During the interval between these two disasters (56-117), or, more accurately, until the Kitos War under Trajan, the school at Yavne was the recognized tribunal that gathered the traditions of the past and confirmed them; that ruled and regulated existing conditions; and that sowed the seeds for future development.

Shimon's son, Judah I, however, was fortunate enough to unite with his inherited rank the indisputable reputation of a distinguished scholar, a combination of great importance under the circumstances.

The academy at Sepphoris, to which eminent students from Babylonia also flocked, erected an indestructible monument to itself through Judah's activity in editing the Mishnah, which attained to canonical standing as the authentic collection of the legal traditions of religious practise.

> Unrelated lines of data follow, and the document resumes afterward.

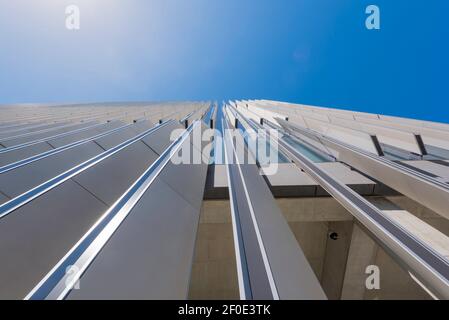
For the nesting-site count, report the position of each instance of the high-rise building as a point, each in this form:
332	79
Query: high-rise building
248	199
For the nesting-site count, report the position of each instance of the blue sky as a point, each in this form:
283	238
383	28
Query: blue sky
308	51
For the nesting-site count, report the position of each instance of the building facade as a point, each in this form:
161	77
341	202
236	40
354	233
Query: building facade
247	199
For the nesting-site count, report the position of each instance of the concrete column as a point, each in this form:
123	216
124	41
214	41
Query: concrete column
362	252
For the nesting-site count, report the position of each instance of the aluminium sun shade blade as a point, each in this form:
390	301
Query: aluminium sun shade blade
430	192
422	261
152	226
270	263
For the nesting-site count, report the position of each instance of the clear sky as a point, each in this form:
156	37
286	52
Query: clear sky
307	51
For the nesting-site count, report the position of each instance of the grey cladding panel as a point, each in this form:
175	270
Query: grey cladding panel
36	236
42	135
150	255
160	139
187	179
29	131
110	178
3	198
58	142
120	136
17	181
19	154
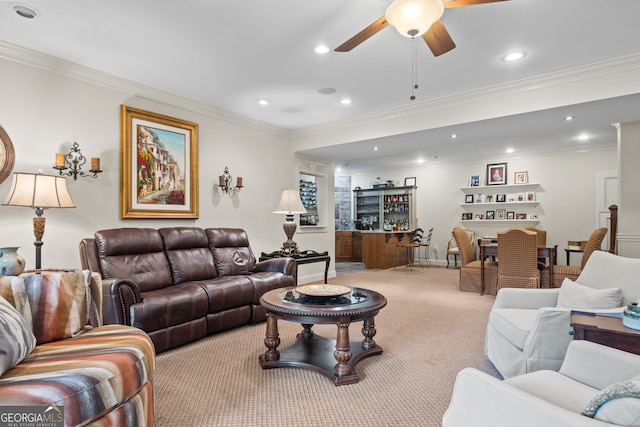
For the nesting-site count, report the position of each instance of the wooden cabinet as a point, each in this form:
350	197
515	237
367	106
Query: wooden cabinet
348	246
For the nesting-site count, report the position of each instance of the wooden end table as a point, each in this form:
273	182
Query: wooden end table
335	359
605	330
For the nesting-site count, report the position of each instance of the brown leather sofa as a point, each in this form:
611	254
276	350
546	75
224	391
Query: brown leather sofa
180	284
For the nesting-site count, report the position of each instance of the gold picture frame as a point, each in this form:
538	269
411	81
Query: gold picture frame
158	166
7	155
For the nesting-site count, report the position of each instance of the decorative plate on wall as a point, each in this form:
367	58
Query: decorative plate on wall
7	155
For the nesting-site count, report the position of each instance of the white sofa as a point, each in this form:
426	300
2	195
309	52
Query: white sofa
529	329
548	398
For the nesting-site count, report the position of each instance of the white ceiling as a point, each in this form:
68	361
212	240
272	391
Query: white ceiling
231	54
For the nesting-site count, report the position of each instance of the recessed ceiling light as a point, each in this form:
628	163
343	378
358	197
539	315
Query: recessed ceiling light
513	56
24	11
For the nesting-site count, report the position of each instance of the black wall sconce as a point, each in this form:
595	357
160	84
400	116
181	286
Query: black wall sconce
73	161
225	183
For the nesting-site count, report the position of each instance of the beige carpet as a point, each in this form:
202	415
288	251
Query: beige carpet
429	331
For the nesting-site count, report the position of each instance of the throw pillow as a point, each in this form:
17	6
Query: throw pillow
60	303
575	295
16	338
616	395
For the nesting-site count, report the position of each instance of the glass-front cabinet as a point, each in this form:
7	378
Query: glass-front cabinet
391	208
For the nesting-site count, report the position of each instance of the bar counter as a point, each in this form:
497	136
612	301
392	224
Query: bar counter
378	247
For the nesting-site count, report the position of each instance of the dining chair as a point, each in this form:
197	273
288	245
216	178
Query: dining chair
573	271
452	247
470	279
518	259
409	247
425	242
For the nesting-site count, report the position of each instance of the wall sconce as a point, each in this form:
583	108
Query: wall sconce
74	160
225	182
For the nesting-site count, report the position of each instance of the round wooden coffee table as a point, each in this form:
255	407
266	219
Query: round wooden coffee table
335	359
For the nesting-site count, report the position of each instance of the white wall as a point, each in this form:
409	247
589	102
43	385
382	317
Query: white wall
567	195
45	111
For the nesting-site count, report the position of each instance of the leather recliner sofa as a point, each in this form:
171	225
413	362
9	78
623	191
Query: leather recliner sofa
180	284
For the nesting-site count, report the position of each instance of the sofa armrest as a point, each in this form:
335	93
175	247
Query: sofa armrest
118	295
526	298
550	335
597	365
482	400
283	265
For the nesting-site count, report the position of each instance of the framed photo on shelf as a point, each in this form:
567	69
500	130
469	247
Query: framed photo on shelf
521	177
496	174
157	184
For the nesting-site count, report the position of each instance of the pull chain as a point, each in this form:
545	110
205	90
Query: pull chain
414	68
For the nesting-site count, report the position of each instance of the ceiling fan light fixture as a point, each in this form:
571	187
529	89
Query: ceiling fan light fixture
412	18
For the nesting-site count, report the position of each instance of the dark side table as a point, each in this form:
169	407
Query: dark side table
301	257
605	330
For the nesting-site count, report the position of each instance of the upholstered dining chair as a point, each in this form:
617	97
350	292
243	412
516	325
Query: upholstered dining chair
518	259
409	247
470	280
453	250
573	271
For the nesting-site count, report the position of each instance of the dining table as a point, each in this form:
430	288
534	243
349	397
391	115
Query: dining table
491	250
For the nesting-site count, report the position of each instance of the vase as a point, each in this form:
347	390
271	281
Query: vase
11	263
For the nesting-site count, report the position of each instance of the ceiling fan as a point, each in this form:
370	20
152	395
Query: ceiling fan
413	18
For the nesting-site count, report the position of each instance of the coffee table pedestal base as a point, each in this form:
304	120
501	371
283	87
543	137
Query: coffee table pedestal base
316	354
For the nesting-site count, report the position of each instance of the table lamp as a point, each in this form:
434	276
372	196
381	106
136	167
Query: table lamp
40	192
289	205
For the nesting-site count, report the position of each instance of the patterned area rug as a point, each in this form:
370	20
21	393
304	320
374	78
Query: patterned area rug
429	331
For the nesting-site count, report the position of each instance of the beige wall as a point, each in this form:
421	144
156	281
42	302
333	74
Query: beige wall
45	111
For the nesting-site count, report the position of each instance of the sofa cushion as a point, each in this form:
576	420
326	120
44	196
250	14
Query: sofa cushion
89	374
228	292
170	306
188	253
16	338
231	251
575	295
136	254
514	324
620	410
59	304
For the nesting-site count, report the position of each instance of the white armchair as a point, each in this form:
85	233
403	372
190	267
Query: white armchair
529	329
549	398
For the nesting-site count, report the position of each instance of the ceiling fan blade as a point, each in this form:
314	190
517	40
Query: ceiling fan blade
371	30
438	39
460	3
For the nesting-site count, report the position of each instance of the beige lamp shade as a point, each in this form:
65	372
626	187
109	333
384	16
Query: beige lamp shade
412	18
39	191
290	203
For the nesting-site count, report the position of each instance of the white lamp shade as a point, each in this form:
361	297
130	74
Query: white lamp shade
412	18
39	191
290	203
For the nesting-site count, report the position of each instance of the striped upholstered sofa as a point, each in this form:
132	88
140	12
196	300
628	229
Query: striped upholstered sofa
58	361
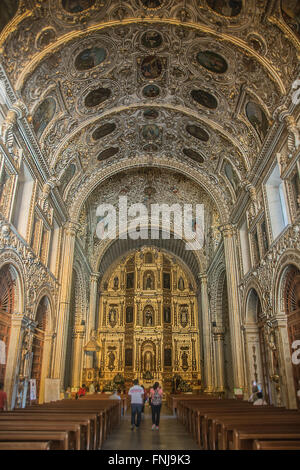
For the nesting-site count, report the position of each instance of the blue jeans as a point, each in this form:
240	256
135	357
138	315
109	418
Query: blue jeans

In the Mishnah, the completion of which was accomplished soon after the death of its author or editor (about 219), the schools both of the Land of Israel and of Babylonia received a recognized text-book, upon which the lectures and the debates of the students were thence-forward founded.

The recognition of Rabbi Judah's Mishnah marks a strong dividing line in the history of the Academies and their teachers: it indicates the transition from the age of the Tannaim to that of the Amoraim.

Gamaliel III, the unpretentious son of a distinguished father, became patriarch; but Hanina bar Hama succeeded him as head of the school, and introduced the new order of things that commenced with the completion of the Mishnah.

The imposing personality and unexampled learning of Johanan rendered Tiberias for a long period the undisputed center of Levantine Judaism, the magnet which attracted Babylonian students.

For a time, indeed, Caesarea came into prominence, owing solely to the influence of Hoshaya, who lived there in the first half of the third century, and exercised the duties of a teacher contemporaneously with the Church Father Origen, with whom he had personal intercourse.

After Johanan's death the school at Cæsarea attained a new standing under his pupil Abbahu; and throughout the whole of the fourth century the opinions of the "sages of Caesarea" were taken into respectful account, even in Tiberias.

Sepphoris also resumed its former importance as a seat of learning; and eminent men worked there in the fourth century, long after the disaster to the city wrought by the forces of the emperor Gallus.

In the department of the Aggadah—always highly prized and popular in the Land of Israel—the renown of Tiberias was also greatly augmented by many prominent and productive workers, from the contemporaries and pupils of Johanan down to Tanhuma ben Abba, who was illustrious as a collector and an editor of aggadic literature.

Further importance was gained by Tiberias as the seat of the Masoretic traditions and innovations; for there in the seventh century was introduced that system of punctuation which was destined to aid so efficiently in the proper reading and understanding of the biblical text.